Thursday, February 21, 2013

A Lifetime of Ruff


Lindy Ruff was hired as the Sabres coach in 1997, which means that every Sabres game I've ever watched - I'm not going to count games I may have seen when I was too young to, you know, get it - has been coached by Lindy Ruff. That's every hockey game I've ever been invested in. Through about 2010, I loved Lindy Ruff. He was the guy to listen to after every game, the guy who led the Sabres to back-to-back Eastern conference finals, the guy who did this:


Lindy has always been the coach. I grew to love hockey (partly) because of him. For a while, I thought he could do no wrong.

But it got old. You can only be a tough, growly hardass for so long before it starts to lose it's efficacy. A player gets chewed out the first couple of times, it works. It gets them motivated, especially when the team is otherwise doing well. But there comes a time when a player messes up, expects the chewing out, and it does nothing. They know what's coming, and it becomes white noise - especially in the midst of a slump. No player is perfect, and if they get chewed out for every mistake, it grates. Ruff, in interviews this season, claimed that he had mellowed out, but that too was ineffective- Lindy Ruff doesn't exist as a good coach without anger.

Ruff hadn't just lost the players message-wise; Ruff is simply behind the times in terms of coaching. His system forces players to perfectly play both offense and defense. This is increasingly rare in the new NHL, where specialization is rampant. The reason why Jonathan Toews is so valuable is that he is a true two way center, able to play in both zones. But most teams don't have their own Toews-level player; that's why you see a lot of teams manage their lines such that defensive lines take more draws in the defensive zone, and offensive lines take more draws in the offensive zone. In Ruff's system, players were taking roughly 50-50 splits. This would be fine if the team rolled four lines of defensively capable players, but they do not. The one successful line (Vanek-Hodgson-Pominville) should be taking about 75% of their draws in the offensive zone. Instead, we have to watch Cody Hogdson dick around in the defensive zone. On the flipside, the fourth line (some mixture of Kaleta-Hecht- and ugh why are you on this team John Scott) should be starting almost all their draws in the defensive zone. Instead, we see John Scott trying to do things in the offensive zone (never a good idea for someone who can only fight).

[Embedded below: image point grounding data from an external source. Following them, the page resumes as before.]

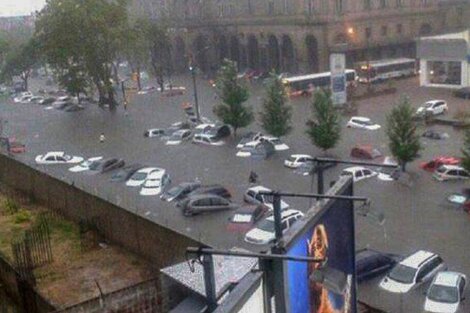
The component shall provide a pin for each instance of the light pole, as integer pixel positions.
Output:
(196, 102)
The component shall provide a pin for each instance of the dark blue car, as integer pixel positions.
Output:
(371, 263)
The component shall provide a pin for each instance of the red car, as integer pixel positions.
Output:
(246, 217)
(435, 163)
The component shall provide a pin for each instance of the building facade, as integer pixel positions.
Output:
(297, 36)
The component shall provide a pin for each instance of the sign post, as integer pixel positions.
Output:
(338, 78)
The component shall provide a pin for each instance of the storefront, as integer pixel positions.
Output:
(444, 60)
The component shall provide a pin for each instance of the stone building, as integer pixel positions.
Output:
(297, 36)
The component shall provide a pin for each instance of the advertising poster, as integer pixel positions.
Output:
(332, 239)
(338, 78)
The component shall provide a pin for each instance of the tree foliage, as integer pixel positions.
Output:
(324, 128)
(466, 151)
(232, 111)
(84, 37)
(21, 61)
(404, 141)
(276, 114)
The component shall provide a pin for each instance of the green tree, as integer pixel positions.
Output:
(466, 151)
(277, 113)
(324, 128)
(404, 141)
(158, 47)
(232, 111)
(87, 35)
(21, 62)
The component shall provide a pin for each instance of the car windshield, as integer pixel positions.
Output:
(266, 225)
(139, 176)
(444, 294)
(242, 218)
(175, 191)
(94, 165)
(403, 274)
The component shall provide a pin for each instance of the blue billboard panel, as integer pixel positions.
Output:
(328, 286)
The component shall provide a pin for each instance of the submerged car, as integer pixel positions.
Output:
(371, 263)
(57, 157)
(445, 292)
(205, 203)
(414, 270)
(85, 165)
(361, 122)
(180, 191)
(246, 217)
(126, 172)
(264, 232)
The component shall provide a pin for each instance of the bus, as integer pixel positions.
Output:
(381, 70)
(305, 85)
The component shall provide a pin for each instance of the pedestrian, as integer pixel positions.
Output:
(253, 178)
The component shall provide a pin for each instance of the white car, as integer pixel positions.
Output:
(22, 99)
(154, 132)
(178, 137)
(248, 138)
(298, 160)
(276, 142)
(264, 233)
(203, 128)
(445, 292)
(434, 107)
(139, 177)
(417, 268)
(57, 157)
(207, 139)
(84, 166)
(253, 196)
(450, 172)
(362, 123)
(155, 183)
(358, 173)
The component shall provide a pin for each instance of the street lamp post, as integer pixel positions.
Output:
(192, 68)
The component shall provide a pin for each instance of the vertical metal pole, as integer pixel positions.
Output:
(320, 182)
(196, 102)
(277, 217)
(209, 282)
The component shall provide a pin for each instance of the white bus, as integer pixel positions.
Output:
(380, 70)
(306, 85)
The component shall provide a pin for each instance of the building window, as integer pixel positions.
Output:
(384, 30)
(270, 7)
(399, 29)
(339, 6)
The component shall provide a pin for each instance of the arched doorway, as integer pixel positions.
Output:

 In addition, Ruff constantly tinkered with lines (oftentimes to punish a slumping player, to the detriment of the team), and his managing of rookie Mikhail Grigorenko has been terrible. Putting a young player in the press box is not in itself a bad move every once in a while, but even when Grigorenko plays, he is put with defensive wingers. The guy needs scorers around him to actually succeed. If the team doesn't think he's ready for the NHL, they shouldn't have kept him past the five game tryout and wasted a year of his deal. It's a clusterfuck on all levels of the organization. But back to Ruff - as much as I've loved him, the Sabres have had trouble getting the puck out of their own zone for as long as I can remember. Even when the Sabres had a 'good' defensive core, they couldn't consistently get the puck out of their zone. Now they have a tire-fire on defense.

What comes next? Ron Rolston's hiring as interim coach isn't horrible, but he's going to have to fix a lot for this team to make the playoffs. The defense and power play both need to vastly improve, and some players not named Thomas Vanek need to start scoring consistently. The East is really, really mediocre this year, which puts the Sabres, despite their meager 13 points, only 5 points out of a spot at this point. If the Sabres can fix their defense and find some secondary scoring (perhaps through a trade?), they've got a chance. A very small one, but, still: a chance. Tanking seems to be the best choice right now- the Sabres are short on premier talent across the board. A top 3 pick in this year's draft would go a long way to fixing that.

Lindy Ruff couldn't keep this team motivated, couldn't maximize their potential, so he had to go. The GM who put this team together- full of great pieces, but not in the right places - ought to be next. It's going to have to get worse before it gets any better. So long, Lindy. Thanks for making me love hockey enough to know that it was time to move forward.